Der Besitztumseffekt
Eine zentrale Bedeutung bei Entscheidungen hat das Belohnungszentrum. Dieses Hirnareal
wird zum Beispiel durch den Gewinn eines Bietergefechts aktiviert. Der neue Besitz und das
hinzugewonnene Prestige beflügeln den Käufer. Doch noch stärker als das positive Gefühl
des Besitzens, ist das negative Gefühl des Verlusts. In der Psychologie nennt man das den
Endowment-Effekt oder auch Besitztumseffekt.
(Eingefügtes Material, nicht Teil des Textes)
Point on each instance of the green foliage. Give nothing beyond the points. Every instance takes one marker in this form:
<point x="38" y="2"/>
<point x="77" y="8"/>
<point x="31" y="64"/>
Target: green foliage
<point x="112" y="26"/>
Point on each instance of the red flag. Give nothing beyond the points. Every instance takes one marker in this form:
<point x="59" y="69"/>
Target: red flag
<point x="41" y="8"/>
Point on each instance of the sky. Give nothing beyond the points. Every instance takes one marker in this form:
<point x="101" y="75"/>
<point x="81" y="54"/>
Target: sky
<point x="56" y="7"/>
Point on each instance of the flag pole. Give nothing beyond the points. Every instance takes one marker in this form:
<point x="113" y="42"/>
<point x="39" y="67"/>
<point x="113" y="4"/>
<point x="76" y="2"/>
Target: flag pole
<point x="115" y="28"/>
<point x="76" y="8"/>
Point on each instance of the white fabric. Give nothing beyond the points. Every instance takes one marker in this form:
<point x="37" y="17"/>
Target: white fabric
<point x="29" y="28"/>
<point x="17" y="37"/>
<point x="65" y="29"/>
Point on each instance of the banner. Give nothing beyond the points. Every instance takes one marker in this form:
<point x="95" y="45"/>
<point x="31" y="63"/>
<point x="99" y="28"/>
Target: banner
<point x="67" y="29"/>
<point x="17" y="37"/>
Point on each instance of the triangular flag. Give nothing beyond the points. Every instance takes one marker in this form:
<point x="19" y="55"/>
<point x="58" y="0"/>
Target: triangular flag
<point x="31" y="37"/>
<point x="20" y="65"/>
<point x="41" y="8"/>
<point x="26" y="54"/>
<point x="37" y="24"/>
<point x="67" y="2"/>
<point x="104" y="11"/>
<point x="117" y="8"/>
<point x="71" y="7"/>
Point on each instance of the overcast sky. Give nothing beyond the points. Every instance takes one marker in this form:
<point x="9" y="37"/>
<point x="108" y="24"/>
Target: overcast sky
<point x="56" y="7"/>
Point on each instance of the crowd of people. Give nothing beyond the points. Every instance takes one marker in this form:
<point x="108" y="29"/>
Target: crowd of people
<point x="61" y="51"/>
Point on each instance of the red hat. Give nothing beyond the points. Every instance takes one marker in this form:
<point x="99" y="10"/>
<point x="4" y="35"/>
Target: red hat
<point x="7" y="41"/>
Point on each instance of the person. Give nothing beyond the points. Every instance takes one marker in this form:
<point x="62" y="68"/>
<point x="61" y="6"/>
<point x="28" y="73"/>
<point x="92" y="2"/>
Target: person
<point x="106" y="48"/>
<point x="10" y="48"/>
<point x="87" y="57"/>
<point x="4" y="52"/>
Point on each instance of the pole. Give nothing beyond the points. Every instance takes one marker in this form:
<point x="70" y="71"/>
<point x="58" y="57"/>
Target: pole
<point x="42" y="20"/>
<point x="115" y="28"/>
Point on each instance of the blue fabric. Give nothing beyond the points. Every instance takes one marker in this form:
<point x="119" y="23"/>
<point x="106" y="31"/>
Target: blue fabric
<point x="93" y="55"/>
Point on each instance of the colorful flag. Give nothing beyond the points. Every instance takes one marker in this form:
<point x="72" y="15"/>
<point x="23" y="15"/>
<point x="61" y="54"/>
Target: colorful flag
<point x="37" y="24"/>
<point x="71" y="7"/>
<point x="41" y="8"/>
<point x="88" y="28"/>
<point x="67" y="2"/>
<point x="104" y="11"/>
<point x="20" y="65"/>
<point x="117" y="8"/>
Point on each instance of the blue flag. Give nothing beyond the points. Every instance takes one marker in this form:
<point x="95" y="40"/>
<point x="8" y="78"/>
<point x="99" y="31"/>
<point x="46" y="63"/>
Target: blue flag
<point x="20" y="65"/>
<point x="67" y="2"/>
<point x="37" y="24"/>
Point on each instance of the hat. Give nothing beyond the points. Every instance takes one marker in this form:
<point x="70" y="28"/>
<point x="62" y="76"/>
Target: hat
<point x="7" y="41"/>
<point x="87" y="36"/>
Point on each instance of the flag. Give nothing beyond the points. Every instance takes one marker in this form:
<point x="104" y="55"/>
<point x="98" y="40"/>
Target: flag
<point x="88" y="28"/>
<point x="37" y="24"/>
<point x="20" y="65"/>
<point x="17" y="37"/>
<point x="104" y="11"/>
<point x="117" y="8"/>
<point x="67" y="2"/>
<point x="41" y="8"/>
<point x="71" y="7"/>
Dieser Effekt besagt, dass der Wert eines
Gutes höher eingeschätzt wird, wenn man es besitzt. Dementsprechend wird der Verlust eines
Besitztums schmerzhafter empfunden, als wäre man gar nicht erst in den Besitz gelangt. Bei
Auktionen bewirkt der Besitztumseffekt, dass Bieter ihr selbst gesetztes Limit überschreiten
und bereit sind für ein Los teuer zu bezahlen.
Doch wie kann man sein Hirn überlisten? Geschäftsführerin des Auktionshauses Rapp,
Marianne Rapp Ohmann, hat einen guten Tipp: «Natürlich erleben wir das Phänomen, dass zu
hoch geboten wird bei unseren Auktionen, auch immer wieder. Das Gewinnen-wollen liegt
nun einmal in der menschlichen Natur», führt sie aus. «Wer sich davor schützen will, sollte
sich bewusst machen, wie das menschliche Hirn funktioniert.» Wer diese Mechanismen
kennt, der kann sich besser schützen. «Bei unserer kommenden Auktion im November
werden wir sehen, wem das wirklich gelingt», schmunzelt Marianne Rapp Ohmann.